Nevertheless lifestyle, dietary and exercise advice is the mainstay of any bariatric intervention and indeed this message needs to be reinforced up to and after any surgical intervention. Patients need to understand that surgery is only part of the solution and without making changes to diet and lifestyle, even the best performed surgery will produce disappointing results.

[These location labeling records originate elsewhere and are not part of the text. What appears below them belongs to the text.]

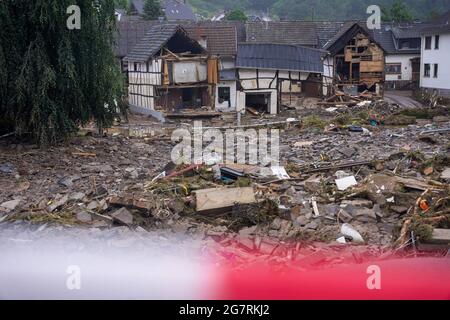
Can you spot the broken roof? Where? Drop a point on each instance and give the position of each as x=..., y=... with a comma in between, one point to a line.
x=220, y=39
x=222, y=36
x=279, y=57
x=283, y=32
x=439, y=25
x=347, y=32
x=177, y=10
x=156, y=38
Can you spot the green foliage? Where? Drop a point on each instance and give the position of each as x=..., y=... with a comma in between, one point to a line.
x=152, y=10
x=322, y=9
x=237, y=15
x=121, y=4
x=53, y=79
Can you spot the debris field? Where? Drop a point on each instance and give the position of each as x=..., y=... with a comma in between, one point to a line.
x=353, y=172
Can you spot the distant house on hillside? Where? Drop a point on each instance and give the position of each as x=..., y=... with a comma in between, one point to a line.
x=435, y=66
x=173, y=9
x=267, y=71
x=402, y=45
x=356, y=60
x=169, y=71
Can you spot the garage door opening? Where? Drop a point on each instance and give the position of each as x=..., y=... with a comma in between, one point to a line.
x=258, y=101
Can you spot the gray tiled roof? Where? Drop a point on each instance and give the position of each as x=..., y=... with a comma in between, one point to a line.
x=279, y=57
x=155, y=39
x=129, y=33
x=220, y=39
x=326, y=30
x=439, y=25
x=283, y=32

Slimming clubs and NHS led weight loss classes are available and all obese patients with a BMI less than 50kg/m2 need to have exhausted these options before surgery should be considered. Various medications have been developed with varying effect and side effects. Sibutramine, a serotonin/norepinephrine/dopamine reuptake inhibitor aids weight loss by increasing metabolic rates but a side effect of this is increasing cardiac preload. This has recently been shown to lead to increased risk of cardiovascular events and as such sibutramine has been withdrawn. The other commonly prescribed medication is Orlistat, which inhibits pancreatic lipase activity and hence reduces fat absorption. It has been shown to provide 2-3kg weight loss over a year but resulting soft “fatty” stool and anal leakage limits its long-term use.

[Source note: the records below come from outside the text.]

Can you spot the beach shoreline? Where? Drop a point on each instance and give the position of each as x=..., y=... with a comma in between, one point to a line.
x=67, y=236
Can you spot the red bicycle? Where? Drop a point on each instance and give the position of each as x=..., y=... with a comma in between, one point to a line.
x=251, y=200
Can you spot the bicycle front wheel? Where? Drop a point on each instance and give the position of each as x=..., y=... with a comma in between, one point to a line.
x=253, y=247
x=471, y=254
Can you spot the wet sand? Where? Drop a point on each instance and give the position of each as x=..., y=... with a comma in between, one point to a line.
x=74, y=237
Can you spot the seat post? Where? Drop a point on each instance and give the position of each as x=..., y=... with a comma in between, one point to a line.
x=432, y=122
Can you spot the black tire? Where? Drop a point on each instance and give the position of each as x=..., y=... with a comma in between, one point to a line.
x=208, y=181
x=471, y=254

The impact of obesity on health

From a public health perspective the co morbities associated with obesity and their treatment are extremely costly, in addition to indirect costs of time of work, unemployment and early death. A recently published paper has reinforced the cost effectiveness of treating obese patients with surgery ((Maklin, 2010). They state ‘bariatric surgery is more cost effective as it increases health related quality of life and reduces the need for further treatment, and total healthcare costs among patients who are very obese”. Over a ten-year period the healthcare costs of treating an obese patient with surgery in Finland will be 33870 Euros compared to 50495 Euros for non-operative care. Perhaps one of the most pressing issues is that bariatric surgery is positive for the economy but only 1-2% of eligible patients are currently undergoing surgery. (Seki K, 2010)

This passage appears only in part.